Stanza One, More of a Corpse Than a Woman

When I first started my journey as an academic, as well as a budding poet, Rukeyser was a complete unknown poet to me. In high school, I considered myself knowledgeable when it came to women poets. By that, I mean I knew the usual line up: Sylvia Plath, Anne Sexton, a bit of Maya Angelou, some Adrienne Rich for good measure.

Basically, my knowledge extended to Google’s results for “Female Poets.” Which is fine, because it was a start. I was only a teenager trying to make sense of my creative voice and my place as a woman in America. Plath and Sexton spoke to my emotional soul, and I thought my answers could always come from them.

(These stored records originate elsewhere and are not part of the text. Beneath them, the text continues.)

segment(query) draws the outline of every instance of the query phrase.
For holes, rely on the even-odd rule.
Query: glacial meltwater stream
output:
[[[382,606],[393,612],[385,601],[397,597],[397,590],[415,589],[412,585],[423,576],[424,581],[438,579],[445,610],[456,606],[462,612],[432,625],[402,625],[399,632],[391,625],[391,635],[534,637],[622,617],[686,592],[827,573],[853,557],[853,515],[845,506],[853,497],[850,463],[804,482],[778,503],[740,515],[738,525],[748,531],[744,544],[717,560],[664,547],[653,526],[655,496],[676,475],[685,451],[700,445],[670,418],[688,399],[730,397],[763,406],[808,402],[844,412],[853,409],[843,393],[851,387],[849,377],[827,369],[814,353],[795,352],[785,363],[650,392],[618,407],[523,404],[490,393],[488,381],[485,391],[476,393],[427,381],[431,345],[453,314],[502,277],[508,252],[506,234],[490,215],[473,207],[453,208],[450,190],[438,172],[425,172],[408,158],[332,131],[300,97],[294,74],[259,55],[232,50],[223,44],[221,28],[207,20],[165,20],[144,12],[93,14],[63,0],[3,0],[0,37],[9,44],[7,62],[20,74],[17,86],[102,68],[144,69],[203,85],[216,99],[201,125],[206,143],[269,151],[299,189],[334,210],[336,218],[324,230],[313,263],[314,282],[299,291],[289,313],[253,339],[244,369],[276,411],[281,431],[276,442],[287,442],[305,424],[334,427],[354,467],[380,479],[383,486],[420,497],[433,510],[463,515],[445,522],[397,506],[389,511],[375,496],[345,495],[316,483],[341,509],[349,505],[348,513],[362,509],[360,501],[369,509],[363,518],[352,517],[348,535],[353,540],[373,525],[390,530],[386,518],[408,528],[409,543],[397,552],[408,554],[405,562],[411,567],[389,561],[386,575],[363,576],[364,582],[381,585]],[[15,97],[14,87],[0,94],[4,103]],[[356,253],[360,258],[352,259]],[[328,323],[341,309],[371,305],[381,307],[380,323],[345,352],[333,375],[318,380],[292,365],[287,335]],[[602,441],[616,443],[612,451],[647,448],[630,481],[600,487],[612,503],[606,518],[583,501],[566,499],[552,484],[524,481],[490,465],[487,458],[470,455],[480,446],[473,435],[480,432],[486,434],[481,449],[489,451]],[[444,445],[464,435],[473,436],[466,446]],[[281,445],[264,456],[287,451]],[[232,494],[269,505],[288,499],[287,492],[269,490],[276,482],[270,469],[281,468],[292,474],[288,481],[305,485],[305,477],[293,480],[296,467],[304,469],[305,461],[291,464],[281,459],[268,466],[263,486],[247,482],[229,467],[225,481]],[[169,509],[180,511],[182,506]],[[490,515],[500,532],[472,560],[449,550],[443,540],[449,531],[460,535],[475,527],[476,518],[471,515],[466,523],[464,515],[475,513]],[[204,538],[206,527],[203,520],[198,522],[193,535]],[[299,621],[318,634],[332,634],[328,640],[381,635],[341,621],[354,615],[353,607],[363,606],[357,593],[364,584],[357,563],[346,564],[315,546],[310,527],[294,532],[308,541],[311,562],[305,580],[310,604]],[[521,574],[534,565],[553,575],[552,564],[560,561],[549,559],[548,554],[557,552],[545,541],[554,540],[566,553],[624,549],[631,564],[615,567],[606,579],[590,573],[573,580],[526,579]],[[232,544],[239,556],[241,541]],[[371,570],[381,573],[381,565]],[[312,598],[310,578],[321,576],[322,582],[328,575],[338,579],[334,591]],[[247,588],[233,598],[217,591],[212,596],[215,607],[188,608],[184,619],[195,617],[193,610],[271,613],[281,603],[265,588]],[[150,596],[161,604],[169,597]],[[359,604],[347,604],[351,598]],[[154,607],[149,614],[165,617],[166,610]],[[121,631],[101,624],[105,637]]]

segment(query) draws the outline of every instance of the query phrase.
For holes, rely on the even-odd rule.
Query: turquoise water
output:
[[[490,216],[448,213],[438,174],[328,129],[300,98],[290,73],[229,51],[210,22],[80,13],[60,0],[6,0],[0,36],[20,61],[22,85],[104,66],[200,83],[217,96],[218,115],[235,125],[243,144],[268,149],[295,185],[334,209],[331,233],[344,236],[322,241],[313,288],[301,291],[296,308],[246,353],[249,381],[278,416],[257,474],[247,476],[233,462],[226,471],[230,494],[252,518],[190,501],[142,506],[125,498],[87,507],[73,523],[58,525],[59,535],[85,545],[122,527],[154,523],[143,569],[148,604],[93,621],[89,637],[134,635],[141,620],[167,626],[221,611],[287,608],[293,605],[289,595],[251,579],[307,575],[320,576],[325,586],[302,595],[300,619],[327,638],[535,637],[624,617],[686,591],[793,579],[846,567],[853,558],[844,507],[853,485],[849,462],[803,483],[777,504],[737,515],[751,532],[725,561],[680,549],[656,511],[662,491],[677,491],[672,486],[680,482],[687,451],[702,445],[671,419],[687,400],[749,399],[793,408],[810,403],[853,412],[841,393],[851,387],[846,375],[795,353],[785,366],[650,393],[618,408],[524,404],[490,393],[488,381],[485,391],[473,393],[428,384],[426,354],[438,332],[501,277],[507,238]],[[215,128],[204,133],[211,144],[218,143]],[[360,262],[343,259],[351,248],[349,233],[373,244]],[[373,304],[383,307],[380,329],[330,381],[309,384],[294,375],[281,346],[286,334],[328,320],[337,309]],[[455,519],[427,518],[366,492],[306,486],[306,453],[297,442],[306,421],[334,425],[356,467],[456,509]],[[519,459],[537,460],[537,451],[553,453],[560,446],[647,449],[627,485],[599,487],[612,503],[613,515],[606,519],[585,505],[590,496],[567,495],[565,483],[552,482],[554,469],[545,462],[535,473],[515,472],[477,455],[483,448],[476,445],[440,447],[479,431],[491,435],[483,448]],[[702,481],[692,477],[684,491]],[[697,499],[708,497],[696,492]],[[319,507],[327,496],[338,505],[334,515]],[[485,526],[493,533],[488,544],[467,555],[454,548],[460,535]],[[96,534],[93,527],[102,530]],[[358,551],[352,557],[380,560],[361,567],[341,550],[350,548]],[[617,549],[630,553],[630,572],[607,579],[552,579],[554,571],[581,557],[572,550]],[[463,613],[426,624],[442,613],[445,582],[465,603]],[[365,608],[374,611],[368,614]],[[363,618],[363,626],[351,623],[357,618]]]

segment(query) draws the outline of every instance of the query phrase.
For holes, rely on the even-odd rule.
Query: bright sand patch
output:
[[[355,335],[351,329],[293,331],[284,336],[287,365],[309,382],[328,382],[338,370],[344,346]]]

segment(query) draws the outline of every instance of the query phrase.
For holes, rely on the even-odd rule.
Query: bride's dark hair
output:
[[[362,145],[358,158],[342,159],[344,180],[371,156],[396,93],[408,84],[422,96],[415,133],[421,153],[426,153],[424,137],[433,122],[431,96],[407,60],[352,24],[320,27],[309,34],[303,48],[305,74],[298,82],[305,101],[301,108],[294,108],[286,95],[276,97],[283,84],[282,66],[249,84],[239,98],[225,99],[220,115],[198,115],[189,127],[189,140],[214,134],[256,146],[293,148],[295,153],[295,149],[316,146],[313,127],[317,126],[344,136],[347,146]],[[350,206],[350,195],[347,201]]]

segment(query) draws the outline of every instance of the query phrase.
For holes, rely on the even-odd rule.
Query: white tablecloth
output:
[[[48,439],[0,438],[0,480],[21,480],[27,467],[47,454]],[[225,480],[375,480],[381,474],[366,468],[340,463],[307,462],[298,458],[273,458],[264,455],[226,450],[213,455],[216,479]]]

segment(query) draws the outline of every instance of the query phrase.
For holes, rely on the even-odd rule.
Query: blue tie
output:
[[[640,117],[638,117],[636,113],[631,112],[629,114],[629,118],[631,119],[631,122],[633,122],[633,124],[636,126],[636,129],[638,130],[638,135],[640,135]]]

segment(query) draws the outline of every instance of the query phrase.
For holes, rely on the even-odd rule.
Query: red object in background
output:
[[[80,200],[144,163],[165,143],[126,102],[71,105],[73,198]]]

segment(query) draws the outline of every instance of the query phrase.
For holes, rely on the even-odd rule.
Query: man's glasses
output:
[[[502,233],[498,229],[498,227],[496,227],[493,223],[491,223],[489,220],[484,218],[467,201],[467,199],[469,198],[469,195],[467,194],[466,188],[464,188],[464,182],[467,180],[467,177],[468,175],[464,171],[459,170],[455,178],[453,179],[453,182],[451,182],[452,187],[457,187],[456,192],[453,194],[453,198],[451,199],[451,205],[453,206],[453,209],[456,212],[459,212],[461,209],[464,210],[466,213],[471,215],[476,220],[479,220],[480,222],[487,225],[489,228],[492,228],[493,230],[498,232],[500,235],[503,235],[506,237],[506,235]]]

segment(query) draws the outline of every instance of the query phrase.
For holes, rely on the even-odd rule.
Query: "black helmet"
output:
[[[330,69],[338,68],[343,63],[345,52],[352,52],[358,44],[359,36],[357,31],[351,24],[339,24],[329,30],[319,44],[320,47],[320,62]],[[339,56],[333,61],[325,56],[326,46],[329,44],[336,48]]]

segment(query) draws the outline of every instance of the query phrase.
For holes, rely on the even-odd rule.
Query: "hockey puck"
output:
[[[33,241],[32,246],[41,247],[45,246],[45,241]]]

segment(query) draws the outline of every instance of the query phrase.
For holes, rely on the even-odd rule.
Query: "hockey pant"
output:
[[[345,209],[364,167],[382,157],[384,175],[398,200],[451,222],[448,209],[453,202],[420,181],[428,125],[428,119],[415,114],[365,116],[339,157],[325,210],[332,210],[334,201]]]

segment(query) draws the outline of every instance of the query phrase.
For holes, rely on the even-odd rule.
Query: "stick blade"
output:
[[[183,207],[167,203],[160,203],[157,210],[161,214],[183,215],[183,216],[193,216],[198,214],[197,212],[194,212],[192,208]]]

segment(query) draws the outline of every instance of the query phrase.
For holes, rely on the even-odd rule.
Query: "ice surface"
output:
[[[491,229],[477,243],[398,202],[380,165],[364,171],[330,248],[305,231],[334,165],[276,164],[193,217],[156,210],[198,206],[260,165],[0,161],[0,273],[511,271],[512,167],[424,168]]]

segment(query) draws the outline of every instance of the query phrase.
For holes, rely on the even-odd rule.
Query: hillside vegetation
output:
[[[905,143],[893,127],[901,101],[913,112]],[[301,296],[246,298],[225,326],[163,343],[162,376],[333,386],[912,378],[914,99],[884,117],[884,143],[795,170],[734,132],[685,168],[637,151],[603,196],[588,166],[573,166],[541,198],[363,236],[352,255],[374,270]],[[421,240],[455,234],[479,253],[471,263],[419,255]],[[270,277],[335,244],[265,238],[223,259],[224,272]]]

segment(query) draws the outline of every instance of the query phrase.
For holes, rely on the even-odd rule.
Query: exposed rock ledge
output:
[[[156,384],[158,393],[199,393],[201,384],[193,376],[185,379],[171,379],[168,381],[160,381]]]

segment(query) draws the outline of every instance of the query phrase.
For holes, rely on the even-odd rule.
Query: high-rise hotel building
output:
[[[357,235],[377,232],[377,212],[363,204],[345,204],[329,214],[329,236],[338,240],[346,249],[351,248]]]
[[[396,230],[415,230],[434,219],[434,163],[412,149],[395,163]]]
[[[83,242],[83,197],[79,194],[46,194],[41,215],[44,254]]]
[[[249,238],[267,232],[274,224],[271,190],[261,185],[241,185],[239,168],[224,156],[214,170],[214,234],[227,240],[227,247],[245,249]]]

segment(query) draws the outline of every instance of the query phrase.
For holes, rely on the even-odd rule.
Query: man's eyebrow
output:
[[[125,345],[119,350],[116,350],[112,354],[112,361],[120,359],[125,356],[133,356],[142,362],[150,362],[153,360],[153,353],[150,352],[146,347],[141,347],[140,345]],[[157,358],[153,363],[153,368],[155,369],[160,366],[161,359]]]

And then I found myself in college, reading poets decidedly not Plath and Sexton, and I was unsure of what to do with myself. I had had a feminist awakening, frustration at the expectation of being a mother and a career woman further down the line building as I trudged to my classes and then to visit my boyfriend. While Plath still had a few answers for me, she no longer had every answer, and so I quit poetry for a spell.

The discovery of Rukeyser was a bit of an accident, if I’m being truthful. This mysterious woman came to the front of my awareness during a Jewish American literature course. I remember my eyes sliding past her name in the table of contents, past her usual anthologized poems: “To Be a Jew in the Twentieth Century”, “Islands”, and for a moment, my eyes latched onto a poem, before flicking on past.

It didn’t seem like a profound poem in any sense, even though the name called to me in that brief moment, made me wonder if this faceless poet had some wisdom to share with me. To this day, I wouldn’t have remembered this poem if Professor Martin Shichtman hadn’t assigned it for homework: “More of a Corpse Than a Woman.”

It’s a weird moment to find yourself in: seeing yourself on a page, eighty years removed. I read about the leaden woman and found my fears in her. I saw myself in the eyes of Rukeyser’s speaker… and it has been that poem that has kept me going in my education.